Thimsen responded by saying the South Dakota Supreme Court has emphasized the importance of “resolving immunity questions at the earliest possible stage of litigation.”

“Conducting discovery would not change the outcome on this issue, because, as a matter of law, Plaintiffs cannot assert Section 1983 claims against state employees in their official capacities,” he wrote.

He further wrote that evidence in the case raises the issue as to whether the defendants violated Folkens’ Eighth Amendment right to adequate medical care and, in that regard, are not shielded by qualified immunity or sovereign immunity.

“If a plaintiff can show evidence of deliberate indifference by a state officer in a scenario similar to Brady’s situation that causes him to suffer a violation of a constitutional right, there is no qualified immunity,” Berry wrote. “At this stage of the litigation, there is sufficient evidence to show a deliberate indifference to Brady’s health which led to his death.”

Berry wrote that Folkens’ symptoms of illness were all signs of side effects to minocycline that was administered by the defendants, and that “this fact was ignored by the defendants and they continued, without pause, to dose Brady with over-the-counter medicines, merely guessing that would alleviate the symptoms.”

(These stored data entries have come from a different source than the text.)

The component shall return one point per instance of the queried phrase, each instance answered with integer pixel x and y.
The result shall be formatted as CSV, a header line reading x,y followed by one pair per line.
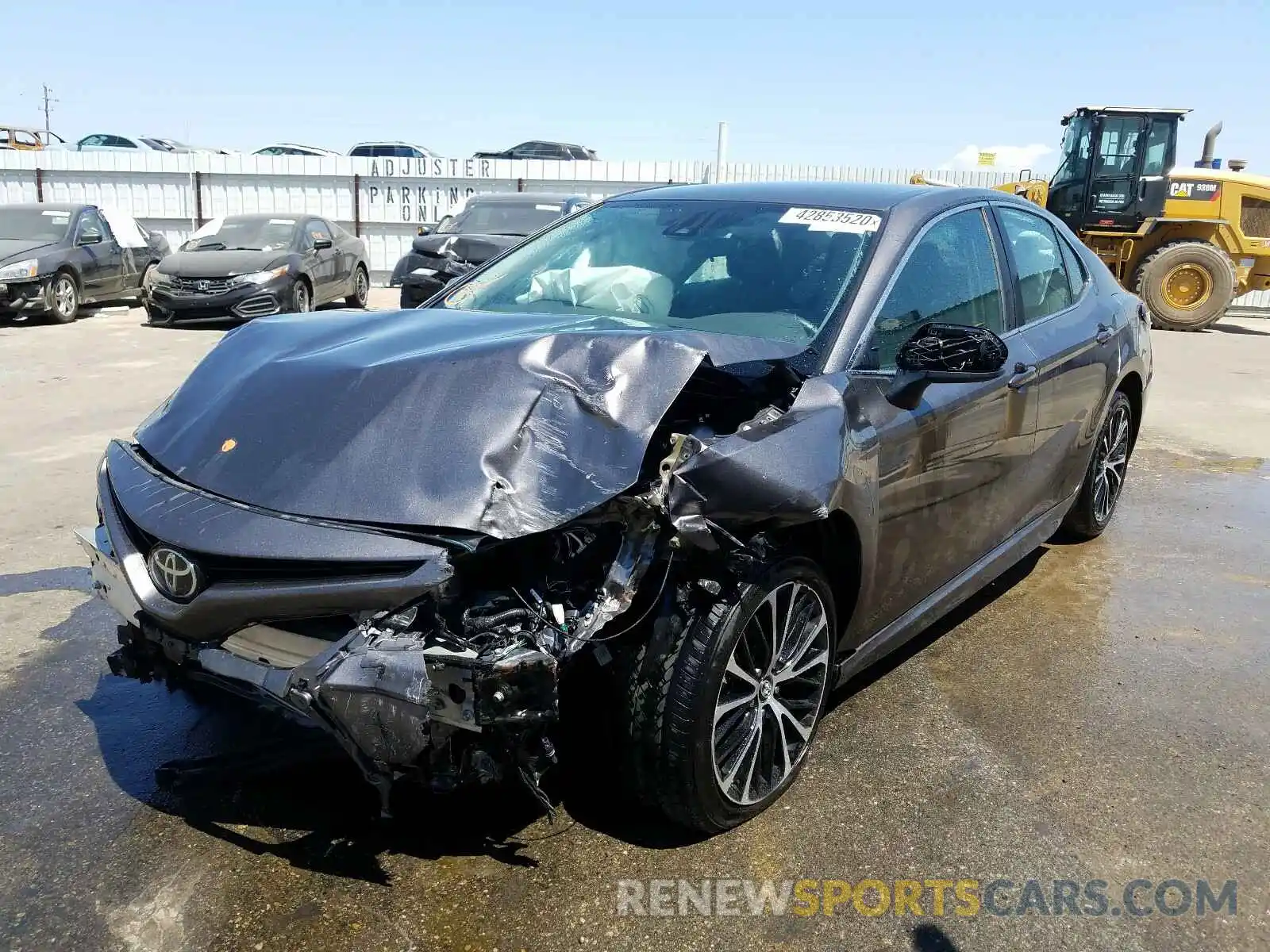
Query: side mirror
x,y
945,353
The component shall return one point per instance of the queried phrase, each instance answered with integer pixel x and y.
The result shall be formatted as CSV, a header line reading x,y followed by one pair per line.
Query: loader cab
x,y
1114,168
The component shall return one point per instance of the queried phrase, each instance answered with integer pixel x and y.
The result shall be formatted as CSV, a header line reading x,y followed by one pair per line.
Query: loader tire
x,y
1187,285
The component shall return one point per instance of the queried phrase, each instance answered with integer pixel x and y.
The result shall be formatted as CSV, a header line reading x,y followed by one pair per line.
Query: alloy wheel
x,y
772,693
65,296
1110,463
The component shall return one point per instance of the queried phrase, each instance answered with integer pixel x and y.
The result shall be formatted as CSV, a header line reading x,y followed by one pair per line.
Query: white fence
x,y
381,200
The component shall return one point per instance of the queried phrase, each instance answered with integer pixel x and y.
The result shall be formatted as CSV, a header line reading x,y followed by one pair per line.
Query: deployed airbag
x,y
622,289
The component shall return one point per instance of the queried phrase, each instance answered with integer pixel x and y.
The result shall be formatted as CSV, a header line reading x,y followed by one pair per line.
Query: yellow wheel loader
x,y
1187,241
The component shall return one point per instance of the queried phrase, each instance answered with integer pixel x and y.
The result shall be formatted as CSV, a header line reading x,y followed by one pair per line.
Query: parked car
x,y
487,226
251,266
292,149
715,447
562,152
25,137
391,150
55,258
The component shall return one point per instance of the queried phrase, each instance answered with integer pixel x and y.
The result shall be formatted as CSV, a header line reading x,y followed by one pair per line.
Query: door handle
x,y
1024,374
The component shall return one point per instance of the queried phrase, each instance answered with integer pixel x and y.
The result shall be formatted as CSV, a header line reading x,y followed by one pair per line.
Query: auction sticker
x,y
832,220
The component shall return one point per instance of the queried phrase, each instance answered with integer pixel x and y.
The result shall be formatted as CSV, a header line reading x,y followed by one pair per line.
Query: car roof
x,y
48,206
266,216
869,196
514,197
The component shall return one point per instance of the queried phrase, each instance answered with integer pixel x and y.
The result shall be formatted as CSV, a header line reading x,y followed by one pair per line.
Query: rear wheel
x,y
1187,285
361,289
65,298
721,715
1104,479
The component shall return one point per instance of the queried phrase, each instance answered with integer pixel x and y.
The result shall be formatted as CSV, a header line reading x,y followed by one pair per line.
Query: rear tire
x,y
1187,285
706,740
1104,479
361,290
65,298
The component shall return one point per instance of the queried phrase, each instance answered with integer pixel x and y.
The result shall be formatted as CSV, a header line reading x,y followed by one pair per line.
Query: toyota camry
x,y
719,447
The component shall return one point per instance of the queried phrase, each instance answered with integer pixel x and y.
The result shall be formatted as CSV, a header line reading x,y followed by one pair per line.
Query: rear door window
x,y
1043,282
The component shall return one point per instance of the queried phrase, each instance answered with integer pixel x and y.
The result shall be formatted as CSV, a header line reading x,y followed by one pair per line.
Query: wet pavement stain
x,y
1100,711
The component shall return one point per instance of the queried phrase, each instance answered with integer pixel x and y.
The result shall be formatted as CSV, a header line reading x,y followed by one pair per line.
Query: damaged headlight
x,y
21,271
262,277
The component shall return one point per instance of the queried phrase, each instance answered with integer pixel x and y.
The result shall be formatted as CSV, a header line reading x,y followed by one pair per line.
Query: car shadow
x,y
308,784
930,937
1241,329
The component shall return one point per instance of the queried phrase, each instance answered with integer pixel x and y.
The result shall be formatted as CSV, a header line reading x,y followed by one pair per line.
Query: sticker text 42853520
x,y
832,220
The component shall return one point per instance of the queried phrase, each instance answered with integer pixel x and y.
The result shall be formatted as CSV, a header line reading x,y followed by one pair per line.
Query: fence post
x,y
357,203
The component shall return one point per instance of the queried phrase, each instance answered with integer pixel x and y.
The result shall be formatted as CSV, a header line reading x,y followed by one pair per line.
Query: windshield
x,y
247,235
502,219
1075,163
749,268
46,225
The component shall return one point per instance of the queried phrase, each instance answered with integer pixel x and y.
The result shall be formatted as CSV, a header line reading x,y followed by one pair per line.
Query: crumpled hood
x,y
503,424
220,263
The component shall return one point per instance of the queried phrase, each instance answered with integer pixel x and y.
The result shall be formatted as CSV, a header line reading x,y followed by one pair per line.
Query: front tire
x,y
65,298
721,715
302,298
361,290
1104,479
1187,285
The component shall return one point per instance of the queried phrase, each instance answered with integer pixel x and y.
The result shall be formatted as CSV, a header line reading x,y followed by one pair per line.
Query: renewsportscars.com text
x,y
929,896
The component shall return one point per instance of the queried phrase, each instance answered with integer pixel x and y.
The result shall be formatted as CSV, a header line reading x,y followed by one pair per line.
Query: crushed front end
x,y
429,658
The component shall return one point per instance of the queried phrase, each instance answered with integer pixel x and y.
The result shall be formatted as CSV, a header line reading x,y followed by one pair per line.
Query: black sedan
x,y
709,451
55,258
252,266
486,228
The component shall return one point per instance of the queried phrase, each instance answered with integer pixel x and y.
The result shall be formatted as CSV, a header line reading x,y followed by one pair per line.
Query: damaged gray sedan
x,y
721,446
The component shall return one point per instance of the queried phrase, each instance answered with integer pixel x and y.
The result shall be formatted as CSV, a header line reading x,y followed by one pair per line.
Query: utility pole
x,y
48,107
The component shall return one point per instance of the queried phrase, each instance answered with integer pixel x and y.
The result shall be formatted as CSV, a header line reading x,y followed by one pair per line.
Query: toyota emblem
x,y
173,574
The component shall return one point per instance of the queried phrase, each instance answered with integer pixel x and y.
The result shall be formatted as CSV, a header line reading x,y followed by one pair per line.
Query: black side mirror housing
x,y
945,353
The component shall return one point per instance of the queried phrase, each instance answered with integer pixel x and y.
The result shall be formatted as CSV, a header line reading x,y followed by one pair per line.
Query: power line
x,y
48,106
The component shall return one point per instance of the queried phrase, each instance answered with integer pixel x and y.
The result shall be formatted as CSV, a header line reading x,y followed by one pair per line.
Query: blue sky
x,y
905,83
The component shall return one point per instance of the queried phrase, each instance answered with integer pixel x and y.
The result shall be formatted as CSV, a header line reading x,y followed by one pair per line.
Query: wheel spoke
x,y
793,672
738,672
755,733
784,714
732,706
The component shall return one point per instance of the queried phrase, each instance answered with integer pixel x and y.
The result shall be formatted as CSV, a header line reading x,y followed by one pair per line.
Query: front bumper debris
x,y
169,305
25,298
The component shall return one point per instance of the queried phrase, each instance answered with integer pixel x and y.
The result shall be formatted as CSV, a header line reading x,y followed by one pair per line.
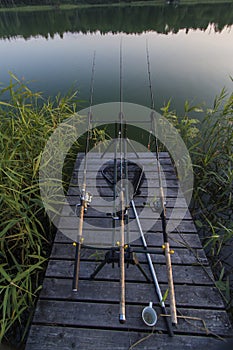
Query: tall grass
x,y
209,139
26,122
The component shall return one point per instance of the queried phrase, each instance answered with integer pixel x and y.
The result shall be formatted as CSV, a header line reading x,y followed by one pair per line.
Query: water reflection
x,y
162,19
190,47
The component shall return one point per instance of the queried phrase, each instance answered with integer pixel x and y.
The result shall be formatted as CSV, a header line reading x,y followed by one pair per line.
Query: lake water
x,y
191,51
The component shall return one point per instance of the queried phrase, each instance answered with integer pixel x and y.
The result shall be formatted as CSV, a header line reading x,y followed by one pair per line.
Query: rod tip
x,y
122,319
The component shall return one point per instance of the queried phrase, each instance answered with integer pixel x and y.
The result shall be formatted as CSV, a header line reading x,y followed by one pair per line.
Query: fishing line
x,y
162,201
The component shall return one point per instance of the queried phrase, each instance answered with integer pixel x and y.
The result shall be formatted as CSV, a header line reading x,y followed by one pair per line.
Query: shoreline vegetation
x,y
27,120
28,6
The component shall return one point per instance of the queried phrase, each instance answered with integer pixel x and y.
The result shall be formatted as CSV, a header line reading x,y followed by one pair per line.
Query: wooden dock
x,y
88,319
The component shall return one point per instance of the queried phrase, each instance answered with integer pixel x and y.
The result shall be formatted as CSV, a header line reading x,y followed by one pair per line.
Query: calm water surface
x,y
54,50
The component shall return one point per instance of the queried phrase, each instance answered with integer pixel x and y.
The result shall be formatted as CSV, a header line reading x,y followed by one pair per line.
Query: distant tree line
x,y
109,19
10,3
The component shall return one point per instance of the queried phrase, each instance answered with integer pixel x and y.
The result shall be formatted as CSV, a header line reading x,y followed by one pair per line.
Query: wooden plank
x,y
105,315
186,295
143,211
139,201
194,274
45,338
88,319
171,192
180,257
176,240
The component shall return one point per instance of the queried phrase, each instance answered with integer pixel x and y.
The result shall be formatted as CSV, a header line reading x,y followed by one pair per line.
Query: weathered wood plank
x,y
181,256
106,315
186,295
104,210
88,319
176,240
45,338
195,274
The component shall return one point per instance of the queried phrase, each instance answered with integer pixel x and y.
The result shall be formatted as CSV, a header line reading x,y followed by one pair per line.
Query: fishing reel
x,y
85,199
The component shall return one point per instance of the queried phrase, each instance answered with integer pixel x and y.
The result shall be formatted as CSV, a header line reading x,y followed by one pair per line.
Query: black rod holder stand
x,y
112,256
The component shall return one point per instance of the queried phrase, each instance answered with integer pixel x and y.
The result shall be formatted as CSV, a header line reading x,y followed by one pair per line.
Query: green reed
x,y
209,139
26,122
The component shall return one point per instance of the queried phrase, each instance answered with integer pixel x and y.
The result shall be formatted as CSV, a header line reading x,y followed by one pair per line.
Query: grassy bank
x,y
69,5
27,121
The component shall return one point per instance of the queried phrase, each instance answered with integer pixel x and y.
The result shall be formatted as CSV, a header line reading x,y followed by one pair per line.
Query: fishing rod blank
x,y
85,197
152,270
162,204
122,317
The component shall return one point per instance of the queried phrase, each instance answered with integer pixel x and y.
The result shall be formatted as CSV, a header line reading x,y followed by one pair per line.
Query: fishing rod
x,y
152,270
162,206
85,197
123,199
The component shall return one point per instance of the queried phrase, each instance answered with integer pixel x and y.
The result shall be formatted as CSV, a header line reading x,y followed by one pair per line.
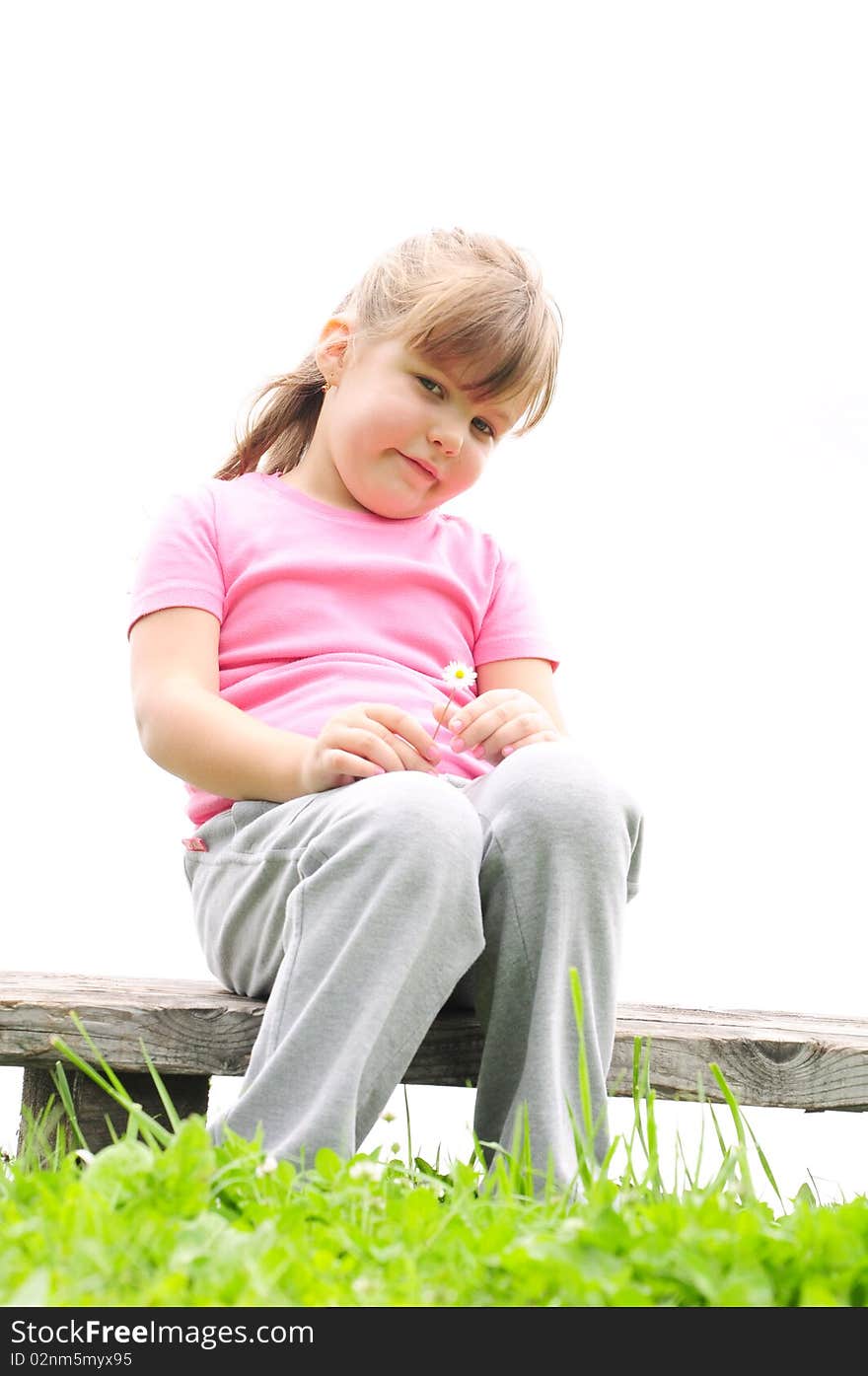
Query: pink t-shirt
x,y
323,607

Berry went on to write the over-the-counter medications exacerbated the side effects of minocycline and the defendants knew or should have known the side effects of minocycline.

“These are not allegations of a constitutional violation,” Thimsen responded. “Rather, they are allegations that defendants, none of whom are medical doctors, should have provided Folkens with medical treatment that Plaintiffs believe would have been appropriate under the circumstances.”

In her partial summary judgement writing, Pfeifle agreed there was no timely service on Marti or Harrod, so summary judgement for the two was granted, while adding sovereign immunity does indeed bar a claim for punitive damages.

The motion for partial summary judgement on behalf of each remaining defendant on the basis of qualified immunity was granted with “the court finding that viewing the record in the light most favorable to the plaintiff there is no sufficient evidence showing that the conduct of defendants, or any of them, rises to the level of deliberate indifference or otherwise constitutes a constitutional deprivation.”

The only remaining issue to be resolved, Thimsen said, is the issue of medical negligence.

The pending case is civil in nature only. No criminal charges were ever filed in the case.